Irish Economy: Foreign direct investment - - FDI- - into Ireland fell in 2011. However, these values include fund transfers and retained earnings. In 2011 overall across the world, FDI from the United States was driven by a record level of reinvested earnings, as multinationals built on their foreign cash holdings.
Overall, global FDI inflows rose 16% in 2011, surpassing the 2005–2007 pre-crisis level for the first time, despite the continuing effects of the global financial and economic crisis and the current debt crisis in Europe, according to UNCTAD’s (United Nations Conference on Trade and Development) annual survey of investment trends reports.
Developing countries accounted for 45% of global FDI inflows in 2011. The increase was driven by East and South East Asia and Latin America. East and South-East Asia still accounted for almost half of FDI in developing economies.
The World Investment Report 2012 , subtitled “Towards a New Generation of Investment Policies,” was released Thursday.
The report says FDI flows to developed countries grew strongly in 2011, reaching $748bn, up 21% from 2010. FDI flows to Europe increased by 19%, mainly owing to large cross-border M&A purchases by foreign TNCs (transnational corporations: chapter II). The main factors driving such M&As include corporate restructuring, stabilization and rationalization of companies’ operations, improvements in capital usage and reductions in costs.
Ongoing and postcrisis corporate and industrial restructuring, and gradual exits by
states from some nationalized financial and non-financial firms created new opportunities for FDI in developed countries.
In addition, the growth of FDI was due to increased amounts of reinvested earnings, part of which was retained in foreign affiliates as cash reserves. (Reinvested earnings can be transformed immediately in capital expenditures or retained as reserves on foreign affiliates’ balance sheets for future investment.
Both cases translate statistically into reinvested earnings, one of three components of FDI flows.) They reached one of the highest levels in recent years, in contrast to equity investment.

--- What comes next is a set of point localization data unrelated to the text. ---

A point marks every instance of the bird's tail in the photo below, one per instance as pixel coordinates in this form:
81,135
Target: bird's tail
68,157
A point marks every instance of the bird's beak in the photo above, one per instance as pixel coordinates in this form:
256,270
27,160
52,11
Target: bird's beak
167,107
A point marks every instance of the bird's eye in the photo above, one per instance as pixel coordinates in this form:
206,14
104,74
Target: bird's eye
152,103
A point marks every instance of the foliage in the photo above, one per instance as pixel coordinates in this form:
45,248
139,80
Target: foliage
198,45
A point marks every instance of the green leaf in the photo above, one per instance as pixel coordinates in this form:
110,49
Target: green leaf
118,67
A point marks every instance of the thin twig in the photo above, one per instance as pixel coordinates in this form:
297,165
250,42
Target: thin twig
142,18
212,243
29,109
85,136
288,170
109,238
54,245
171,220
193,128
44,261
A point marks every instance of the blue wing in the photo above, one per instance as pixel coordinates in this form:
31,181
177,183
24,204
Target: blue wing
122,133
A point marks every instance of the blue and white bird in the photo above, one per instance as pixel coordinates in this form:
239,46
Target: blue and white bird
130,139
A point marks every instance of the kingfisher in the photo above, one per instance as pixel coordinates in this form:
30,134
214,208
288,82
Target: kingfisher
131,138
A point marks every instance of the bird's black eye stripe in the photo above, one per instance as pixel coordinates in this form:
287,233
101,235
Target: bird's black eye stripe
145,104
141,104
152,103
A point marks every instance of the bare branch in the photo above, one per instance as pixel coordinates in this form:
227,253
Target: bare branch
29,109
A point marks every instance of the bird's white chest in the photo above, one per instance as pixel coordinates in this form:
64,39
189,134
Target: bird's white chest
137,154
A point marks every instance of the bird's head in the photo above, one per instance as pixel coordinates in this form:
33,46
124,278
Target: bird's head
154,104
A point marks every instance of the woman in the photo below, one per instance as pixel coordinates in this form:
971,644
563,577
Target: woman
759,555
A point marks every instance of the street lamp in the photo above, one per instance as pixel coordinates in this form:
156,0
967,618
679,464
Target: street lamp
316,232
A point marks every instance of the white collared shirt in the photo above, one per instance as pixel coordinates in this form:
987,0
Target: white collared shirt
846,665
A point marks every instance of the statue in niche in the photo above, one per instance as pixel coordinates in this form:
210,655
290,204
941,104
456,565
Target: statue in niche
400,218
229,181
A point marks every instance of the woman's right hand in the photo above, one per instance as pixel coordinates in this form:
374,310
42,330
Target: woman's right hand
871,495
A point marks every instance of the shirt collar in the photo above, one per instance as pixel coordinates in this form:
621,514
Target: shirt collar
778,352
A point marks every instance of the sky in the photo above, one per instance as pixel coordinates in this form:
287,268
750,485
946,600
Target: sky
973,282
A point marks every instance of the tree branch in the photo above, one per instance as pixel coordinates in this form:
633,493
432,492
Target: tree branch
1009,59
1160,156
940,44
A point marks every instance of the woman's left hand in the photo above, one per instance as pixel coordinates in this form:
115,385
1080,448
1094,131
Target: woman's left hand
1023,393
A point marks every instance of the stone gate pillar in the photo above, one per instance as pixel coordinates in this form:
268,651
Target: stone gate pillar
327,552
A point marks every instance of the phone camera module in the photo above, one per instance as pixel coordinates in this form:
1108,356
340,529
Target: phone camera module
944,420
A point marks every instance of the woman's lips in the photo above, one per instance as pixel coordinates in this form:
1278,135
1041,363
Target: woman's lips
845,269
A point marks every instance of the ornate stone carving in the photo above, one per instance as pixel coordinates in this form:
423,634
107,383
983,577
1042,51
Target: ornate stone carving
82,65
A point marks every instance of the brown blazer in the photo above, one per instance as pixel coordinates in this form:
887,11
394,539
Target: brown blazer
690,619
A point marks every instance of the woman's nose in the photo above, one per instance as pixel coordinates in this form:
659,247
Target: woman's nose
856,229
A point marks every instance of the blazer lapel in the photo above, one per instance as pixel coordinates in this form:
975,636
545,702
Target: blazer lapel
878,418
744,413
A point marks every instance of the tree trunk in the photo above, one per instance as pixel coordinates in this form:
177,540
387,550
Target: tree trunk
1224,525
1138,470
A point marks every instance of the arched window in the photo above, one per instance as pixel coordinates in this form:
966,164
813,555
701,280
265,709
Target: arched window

FDI inflows to Ireland were valued at $13bn down from $26bn in both 2010 and 2009.
UNCTAD's definition of 'greenfield,' includes projects from existing companies. Such projects can include new Tesco supermarkets.
Ireland gets a 5th ranking for attractiveness because of the existing large stock of FDI (chart at top of page). However, in a survey of multinational companies, Ireland doesn't appear in the top 20 favourite destinations for 2012-2014 (chart on right).